Elon Musk on Tuesday said a new Twitter chief executive will let him devote more time to Tesla, but that he will continue to tweet his unfiltered thoughts even if it hurts his businesses.

“I don’t care,” the billionaire said during a CNBC interview when asked what he thought of his controversial tweets potentially hurting Tesla shares or making it harder to sell ads on Twitter.

“I’ll say what I want to say and if the consequence of that is losing money, so be it.”

Named as Musk’s successor as Twitter CEO, Linda Yaccarino is a respected media and advertising executive considered a visionary by some.

“Twitter is very much an advertising business; Linda is obviously incredible at that and she’s just a great executive in general,” Musk said.

“Linda will operate a company and I will build products.”

Since taking over Twitter in late October, Musk has repeatedly courted controversy, sacking most of its staff, readmitting banned accounts to the platform, suspending journalists and charging for previously free services.

Those moves have spooked advertisers, many of whom left the platform due to concerns over their products being associated with troubling content.

Musk has also cleared the way for Donald Trump to return to Twitter, but the former US president has yet to restart using the platform, choosing to post on his own social media site instead.

Were Trump to return and post unfounded claims about the 2020 election, a “community notes” feature would let Twitter users point out the misinformation, Musk told CNBC, adding that he did not personally think the election was “stolen” as Trump alleges.

Despite Musk’s stated positions on free speech, as well as his fierce criticism of content moderation around the 2020 election, Twitter recently admitted it yielded to Turkish government pressure to take down content ahead of last weekend’s elections.

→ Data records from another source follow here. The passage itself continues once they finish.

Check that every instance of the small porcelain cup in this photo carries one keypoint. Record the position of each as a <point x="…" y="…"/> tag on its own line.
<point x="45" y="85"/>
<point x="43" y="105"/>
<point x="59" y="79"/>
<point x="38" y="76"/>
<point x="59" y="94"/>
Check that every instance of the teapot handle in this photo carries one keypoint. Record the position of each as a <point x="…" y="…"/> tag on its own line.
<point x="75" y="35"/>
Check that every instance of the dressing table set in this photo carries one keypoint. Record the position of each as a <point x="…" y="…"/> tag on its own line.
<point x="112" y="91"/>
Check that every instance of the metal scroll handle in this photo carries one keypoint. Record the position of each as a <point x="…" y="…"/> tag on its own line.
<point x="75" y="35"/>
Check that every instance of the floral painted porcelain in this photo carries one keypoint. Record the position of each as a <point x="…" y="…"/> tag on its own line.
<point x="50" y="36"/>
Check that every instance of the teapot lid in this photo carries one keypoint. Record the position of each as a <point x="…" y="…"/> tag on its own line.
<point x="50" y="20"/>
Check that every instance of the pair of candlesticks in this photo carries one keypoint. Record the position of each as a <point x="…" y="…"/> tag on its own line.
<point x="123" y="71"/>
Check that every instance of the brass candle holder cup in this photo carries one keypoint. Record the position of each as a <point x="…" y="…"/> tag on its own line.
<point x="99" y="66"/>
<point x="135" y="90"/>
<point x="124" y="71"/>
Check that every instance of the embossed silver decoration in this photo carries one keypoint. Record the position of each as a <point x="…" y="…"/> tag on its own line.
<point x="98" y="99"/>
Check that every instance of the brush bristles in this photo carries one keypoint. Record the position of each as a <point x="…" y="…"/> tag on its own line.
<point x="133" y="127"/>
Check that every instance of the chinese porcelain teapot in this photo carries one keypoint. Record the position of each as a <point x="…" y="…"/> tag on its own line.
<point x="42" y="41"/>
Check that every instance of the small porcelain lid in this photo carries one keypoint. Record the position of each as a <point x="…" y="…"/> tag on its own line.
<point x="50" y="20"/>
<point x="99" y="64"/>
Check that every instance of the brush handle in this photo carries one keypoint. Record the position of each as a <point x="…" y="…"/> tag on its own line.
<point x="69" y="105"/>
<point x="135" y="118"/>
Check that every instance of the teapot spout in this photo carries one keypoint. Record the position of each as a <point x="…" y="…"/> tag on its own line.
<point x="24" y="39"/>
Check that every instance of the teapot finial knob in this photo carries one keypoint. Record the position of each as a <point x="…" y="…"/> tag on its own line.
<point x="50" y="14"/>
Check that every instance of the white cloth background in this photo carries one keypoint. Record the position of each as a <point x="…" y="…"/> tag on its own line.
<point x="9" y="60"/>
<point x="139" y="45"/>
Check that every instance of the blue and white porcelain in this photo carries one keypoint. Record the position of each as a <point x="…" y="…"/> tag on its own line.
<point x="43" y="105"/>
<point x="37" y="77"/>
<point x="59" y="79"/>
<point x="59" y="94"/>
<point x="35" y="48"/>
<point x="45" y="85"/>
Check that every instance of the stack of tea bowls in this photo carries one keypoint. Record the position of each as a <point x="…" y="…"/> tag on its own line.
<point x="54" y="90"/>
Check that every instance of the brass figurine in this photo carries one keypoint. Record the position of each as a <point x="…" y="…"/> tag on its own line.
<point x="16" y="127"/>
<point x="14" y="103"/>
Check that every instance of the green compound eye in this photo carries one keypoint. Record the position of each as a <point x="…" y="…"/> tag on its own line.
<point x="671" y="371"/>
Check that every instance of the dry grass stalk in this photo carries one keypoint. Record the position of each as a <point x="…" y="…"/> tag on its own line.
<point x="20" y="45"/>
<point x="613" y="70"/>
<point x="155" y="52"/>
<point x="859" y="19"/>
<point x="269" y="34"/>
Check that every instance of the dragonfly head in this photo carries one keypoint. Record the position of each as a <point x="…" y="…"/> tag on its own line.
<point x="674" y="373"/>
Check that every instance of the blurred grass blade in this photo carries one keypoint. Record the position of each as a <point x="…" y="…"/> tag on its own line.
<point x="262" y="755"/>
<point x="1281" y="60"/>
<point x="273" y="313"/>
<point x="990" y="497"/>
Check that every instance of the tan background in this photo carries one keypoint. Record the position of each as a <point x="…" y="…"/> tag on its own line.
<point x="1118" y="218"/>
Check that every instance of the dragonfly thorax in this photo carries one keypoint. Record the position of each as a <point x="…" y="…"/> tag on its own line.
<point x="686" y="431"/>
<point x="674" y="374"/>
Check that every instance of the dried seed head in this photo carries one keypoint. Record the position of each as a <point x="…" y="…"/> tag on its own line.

“We received what we believed to be a final threat to throttle the service — after several such warnings,” the company said Monday, amid outcry over the apparent hypocrisy.

“And so in order to keep Twitter available over the election weekend, took action on four accounts and 409 Tweets identified by court order.”

Musk told CNBC he will be focusing especially on artificial intelligence back at Tesla, which already uses such technology for self-driving capabilities.

“I think Tesla will have a ChatGPT moment; I’d say no later than next year,” Musk said of Tesla AI used for autonomous driving.

ChatGPT bots from startup OpenAI, which Musk helped create, have captured imaginations and provoked fears regarding powerful artificial intelligence.

“I am the reason OpenAI exists,” Musk claimed, noting he invested some $50 million (roughly Rs. 400 crore) in the startup at the outset.

“I came up with the name.”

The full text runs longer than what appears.